Hi
In discussion last night I was saying how to my ears diode cathode biasing makes the amp sound brittle. I was wondering if anyone had put a sine wave through a forward biased sic diode and measured the output to see if it introduces nonlinearity? I don’t have the scope and freq analyser to do this but my physics background really wants to do the expt ;-)
Happy Thursday y’all
In discussion last night I was saying how to my ears diode cathode biasing makes the amp sound brittle. I was wondering if anyone had put a sine wave through a forward biased sic diode and measured the output to see if it introduces nonlinearity? I don’t have the scope and freq analyser to do this but my physics background really wants to do the expt ;-)
Happy Thursday y’all
What do you mean "put a sine wave through a forward biased sic diode"? That's not the same as diode biasing.
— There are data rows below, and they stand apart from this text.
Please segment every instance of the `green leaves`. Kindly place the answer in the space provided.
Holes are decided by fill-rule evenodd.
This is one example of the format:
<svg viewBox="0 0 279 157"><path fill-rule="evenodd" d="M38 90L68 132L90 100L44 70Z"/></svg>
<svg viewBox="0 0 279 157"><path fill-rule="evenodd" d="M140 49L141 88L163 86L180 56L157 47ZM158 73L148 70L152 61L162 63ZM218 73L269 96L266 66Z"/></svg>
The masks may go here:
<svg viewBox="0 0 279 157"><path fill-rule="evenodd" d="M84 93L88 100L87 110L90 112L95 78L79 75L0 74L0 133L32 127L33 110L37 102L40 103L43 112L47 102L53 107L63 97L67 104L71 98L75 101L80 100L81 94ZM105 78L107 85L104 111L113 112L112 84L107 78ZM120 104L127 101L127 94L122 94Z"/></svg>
What I mean is put a forward voltage across a diode and then add a smaller sine wave onto it and see how the diode affects the signal. Is that clearer? So have a 3v dc (diode and resistor) with a 1v sine ripple.
The shape of a diode transfer function is well known, you can simulate that setup in SPICE. I don't know what you think it will tell you about diode biasing though.
This is too explicit a subject to make any generalized conclusions. We're often discussing an operating point of the LED somewhere in or below the knee on the LED's I/V curve. Here the Goddess and the Devil dwell together in the details. In the 1mA to 4mA range slope varies a lot, but is in the single or small two digit Ohm range, so its contribution is scaled by that as a factor of other circuit resistances, the sum of whatever actual stripey resistor is in series and the reciprocal of Gm, roughly but close.
So, it's quite a non-linear part, but its distortion contribution is scaled (linearly, if I'm very much mistaken) by a ratio of its slope of a few Ohms to a circuit total of, maybe, about 1K Ohms, or a couple. Ballpark, with a headwind. A distortion generator with a 30dB disadvantage.
Actual measured data with a high mu triode (low current, at or below the knee, larger contribution because of shallower slope) at large output will naturally be different than a medium mu triode (medium current, on the higher end of the knee, smaller contribution because of steeper slope). When in doubt, add bias.
I guess this is a carryover from jhs' recent thread, which was a carryover from stephe's thread. The beat goes on.
All good fortune,
Chris
So, it's quite a non-linear part, but its distortion contribution is scaled (linearly, if I'm very much mistaken) by a ratio of its slope of a few Ohms to a circuit total of, maybe, about 1K Ohms, or a couple. Ballpark, with a headwind. A distortion generator with a 30dB disadvantage.
Actual measured data with a high mu triode (low current, at or below the knee, larger contribution because of shallower slope) at large output will naturally be different than a medium mu triode (medium current, on the higher end of the knee, smaller contribution because of steeper slope). When in doubt, add bias.
I guess this is a carryover from jhs' recent thread, which was a carryover from stephe's thread. The beat goes on.